Firstly, the study fits in well with information we already had for Western Europe. There are other sites with similar chronologies (such as Menez-Dregan or Terra Amata in France, the Aroeira cave in Portugal, or Cansaladeta in Tarragona) where we have evidence of the use of fire around 400,000 years ago. However, this contrasts with the lack of evidence at other well-documented sites of similar chronology, such as Atapuerca.

The main novelty of the article is the proposal that the pyrite fragments found at Barnham are related to the intentional production of fire. This had not been observed at other sites with evidence of fire. Therefore, based on this discovery, the idea that around this date we already had a “structural use of fire” is reinforced.

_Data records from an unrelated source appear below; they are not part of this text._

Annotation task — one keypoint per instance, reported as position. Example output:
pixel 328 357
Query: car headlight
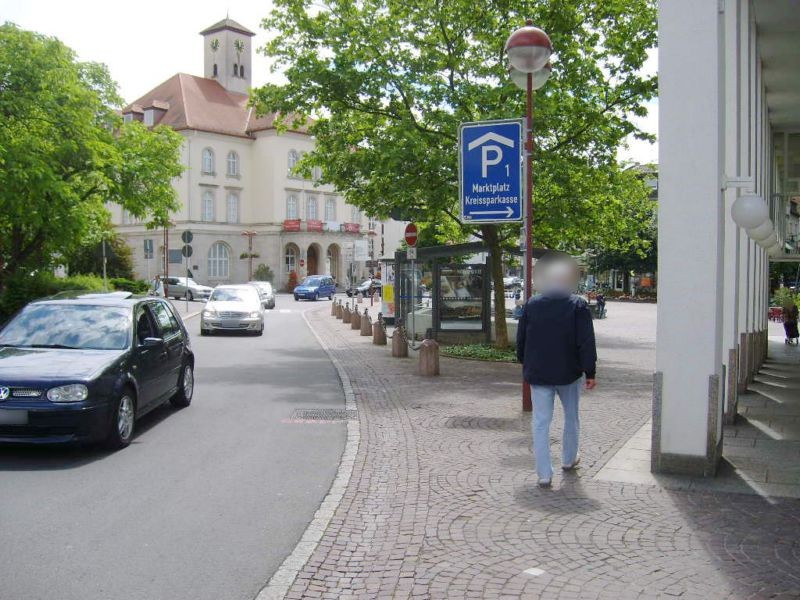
pixel 75 392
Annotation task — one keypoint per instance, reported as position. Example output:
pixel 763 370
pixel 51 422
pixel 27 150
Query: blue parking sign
pixel 490 171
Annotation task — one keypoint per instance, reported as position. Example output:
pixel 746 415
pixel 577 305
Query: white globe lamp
pixel 528 48
pixel 749 211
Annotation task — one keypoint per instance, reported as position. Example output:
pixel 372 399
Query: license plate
pixel 13 417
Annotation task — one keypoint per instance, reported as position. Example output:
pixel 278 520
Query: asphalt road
pixel 205 503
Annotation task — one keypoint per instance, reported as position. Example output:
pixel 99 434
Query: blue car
pixel 85 369
pixel 315 287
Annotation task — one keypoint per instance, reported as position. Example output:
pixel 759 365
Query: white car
pixel 233 308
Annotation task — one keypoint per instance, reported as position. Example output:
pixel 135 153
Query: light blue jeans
pixel 543 400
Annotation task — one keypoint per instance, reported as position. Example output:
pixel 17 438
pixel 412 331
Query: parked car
pixel 363 288
pixel 315 287
pixel 233 308
pixel 266 292
pixel 185 287
pixel 86 368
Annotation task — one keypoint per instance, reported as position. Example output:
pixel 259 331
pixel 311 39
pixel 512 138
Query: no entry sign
pixel 411 235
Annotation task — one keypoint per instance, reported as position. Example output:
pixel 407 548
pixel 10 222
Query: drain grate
pixel 322 415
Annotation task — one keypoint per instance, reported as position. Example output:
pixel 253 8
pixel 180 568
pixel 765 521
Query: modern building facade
pixel 240 179
pixel 729 126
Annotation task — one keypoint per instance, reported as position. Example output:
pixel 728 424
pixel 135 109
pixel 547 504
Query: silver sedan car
pixel 233 308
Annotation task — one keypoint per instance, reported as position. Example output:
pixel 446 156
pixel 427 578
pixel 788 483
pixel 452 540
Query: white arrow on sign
pixel 508 212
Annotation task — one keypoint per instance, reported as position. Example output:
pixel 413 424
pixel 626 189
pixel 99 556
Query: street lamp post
pixel 528 50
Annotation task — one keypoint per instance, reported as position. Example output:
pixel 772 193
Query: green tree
pixel 65 154
pixel 387 83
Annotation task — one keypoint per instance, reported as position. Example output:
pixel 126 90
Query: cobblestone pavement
pixel 443 502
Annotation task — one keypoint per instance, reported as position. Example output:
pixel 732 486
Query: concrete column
pixel 686 399
pixel 731 292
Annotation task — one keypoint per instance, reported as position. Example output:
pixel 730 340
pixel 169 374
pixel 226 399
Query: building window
pixel 293 158
pixel 232 207
pixel 311 208
pixel 330 209
pixel 291 207
pixel 233 164
pixel 219 259
pixel 208 161
pixel 207 210
pixel 291 259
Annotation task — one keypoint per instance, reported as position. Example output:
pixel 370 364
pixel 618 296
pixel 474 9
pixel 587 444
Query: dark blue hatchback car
pixel 84 369
pixel 315 287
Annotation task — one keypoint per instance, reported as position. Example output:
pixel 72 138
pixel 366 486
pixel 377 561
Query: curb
pixel 281 581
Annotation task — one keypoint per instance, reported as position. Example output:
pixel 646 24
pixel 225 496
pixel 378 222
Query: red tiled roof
pixel 202 104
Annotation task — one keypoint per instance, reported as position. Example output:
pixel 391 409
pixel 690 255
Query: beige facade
pixel 238 178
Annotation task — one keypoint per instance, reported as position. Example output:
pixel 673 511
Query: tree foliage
pixel 65 154
pixel 387 83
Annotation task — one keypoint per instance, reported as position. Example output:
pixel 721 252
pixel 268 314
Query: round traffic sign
pixel 411 234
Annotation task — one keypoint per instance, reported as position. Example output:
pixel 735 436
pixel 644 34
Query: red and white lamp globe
pixel 539 78
pixel 528 49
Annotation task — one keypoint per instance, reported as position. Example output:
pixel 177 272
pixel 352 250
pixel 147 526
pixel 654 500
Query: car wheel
pixel 123 421
pixel 183 396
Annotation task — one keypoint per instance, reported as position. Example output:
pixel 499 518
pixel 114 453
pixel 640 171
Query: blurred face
pixel 556 276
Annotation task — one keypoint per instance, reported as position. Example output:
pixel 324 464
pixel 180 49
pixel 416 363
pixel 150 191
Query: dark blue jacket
pixel 555 340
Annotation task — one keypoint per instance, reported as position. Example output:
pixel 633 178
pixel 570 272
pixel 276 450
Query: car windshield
pixel 79 326
pixel 233 295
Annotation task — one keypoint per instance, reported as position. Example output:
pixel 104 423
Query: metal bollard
pixel 399 343
pixel 378 332
pixel 428 358
pixel 366 323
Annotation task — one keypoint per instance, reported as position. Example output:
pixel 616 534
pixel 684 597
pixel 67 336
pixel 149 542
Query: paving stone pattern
pixel 443 502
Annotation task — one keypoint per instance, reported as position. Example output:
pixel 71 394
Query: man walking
pixel 556 346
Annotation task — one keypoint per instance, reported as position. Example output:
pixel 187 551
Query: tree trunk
pixel 491 239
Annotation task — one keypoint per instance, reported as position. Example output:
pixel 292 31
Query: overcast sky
pixel 145 43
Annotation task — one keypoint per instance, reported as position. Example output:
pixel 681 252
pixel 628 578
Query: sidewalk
pixel 443 503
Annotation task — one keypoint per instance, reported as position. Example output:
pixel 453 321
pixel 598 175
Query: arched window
pixel 311 208
pixel 208 161
pixel 232 207
pixel 219 260
pixel 207 209
pixel 233 164
pixel 291 259
pixel 330 209
pixel 291 207
pixel 293 158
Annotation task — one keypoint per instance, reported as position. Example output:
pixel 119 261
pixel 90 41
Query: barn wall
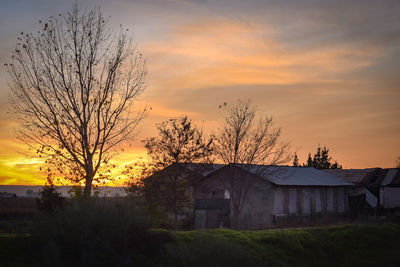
pixel 299 204
pixel 390 197
pixel 257 209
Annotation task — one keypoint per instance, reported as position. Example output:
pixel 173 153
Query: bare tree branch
pixel 74 87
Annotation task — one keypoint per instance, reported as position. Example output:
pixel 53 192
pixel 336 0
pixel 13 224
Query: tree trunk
pixel 88 181
pixel 87 192
pixel 235 219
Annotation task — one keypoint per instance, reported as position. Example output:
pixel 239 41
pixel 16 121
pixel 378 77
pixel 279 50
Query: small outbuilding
pixel 271 195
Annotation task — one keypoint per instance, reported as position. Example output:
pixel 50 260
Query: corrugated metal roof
pixel 389 176
pixel 351 175
pixel 295 176
pixel 203 168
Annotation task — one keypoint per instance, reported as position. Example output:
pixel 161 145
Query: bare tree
pixel 179 142
pixel 247 140
pixel 74 87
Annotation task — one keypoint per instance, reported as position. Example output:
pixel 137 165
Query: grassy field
pixel 349 245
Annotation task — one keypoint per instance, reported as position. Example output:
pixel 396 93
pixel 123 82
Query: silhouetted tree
pixel 178 142
pixel 295 160
pixel 74 85
pixel 247 139
pixel 309 161
pixel 50 200
pixel 321 160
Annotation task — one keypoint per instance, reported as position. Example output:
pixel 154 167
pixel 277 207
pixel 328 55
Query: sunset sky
pixel 327 71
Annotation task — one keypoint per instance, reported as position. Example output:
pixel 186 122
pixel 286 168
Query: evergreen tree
pixel 321 160
pixel 295 160
pixel 309 161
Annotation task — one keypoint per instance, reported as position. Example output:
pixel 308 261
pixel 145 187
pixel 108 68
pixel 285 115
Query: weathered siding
pixel 308 200
pixel 391 197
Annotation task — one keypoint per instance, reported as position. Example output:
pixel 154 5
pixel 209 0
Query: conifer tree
pixel 295 160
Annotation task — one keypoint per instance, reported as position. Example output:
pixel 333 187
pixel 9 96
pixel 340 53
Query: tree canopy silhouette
pixel 74 88
pixel 178 142
pixel 321 160
pixel 247 139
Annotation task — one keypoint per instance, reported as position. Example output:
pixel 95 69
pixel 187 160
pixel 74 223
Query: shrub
pixel 98 231
pixel 50 199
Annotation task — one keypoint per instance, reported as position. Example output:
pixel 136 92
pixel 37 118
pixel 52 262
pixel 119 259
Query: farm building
pixel 270 195
pixel 376 190
pixel 266 195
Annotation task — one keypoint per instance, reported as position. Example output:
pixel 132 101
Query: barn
pixel 271 196
pixel 376 191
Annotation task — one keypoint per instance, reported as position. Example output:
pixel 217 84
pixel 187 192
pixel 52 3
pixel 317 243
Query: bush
pixel 50 200
pixel 110 232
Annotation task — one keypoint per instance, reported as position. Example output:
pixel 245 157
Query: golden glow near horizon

It is therefore very likely, as the article suggests, that the Barnham discovery shows us the beginning of the socialisation of fire, its controlled and widespread use.

On a personal level, based on what I have learned from experimental archaeology and ethnographic observations, I believe that producing fire by friction with plant materials is easier than that involving interaction with iron oxide, but the evidence presented in the article is solid and should be taken into account.

I do not see any significant limitations to consider. 

This is a relevant study because it provides solid evidence of a crucial aspect of human evolution, namely the control of fire. At the methodological level, for Palaeolithic archaeology, it proposes a solid set of analyses to be reproduced in other contexts where evidence of the presence of fire has been detected.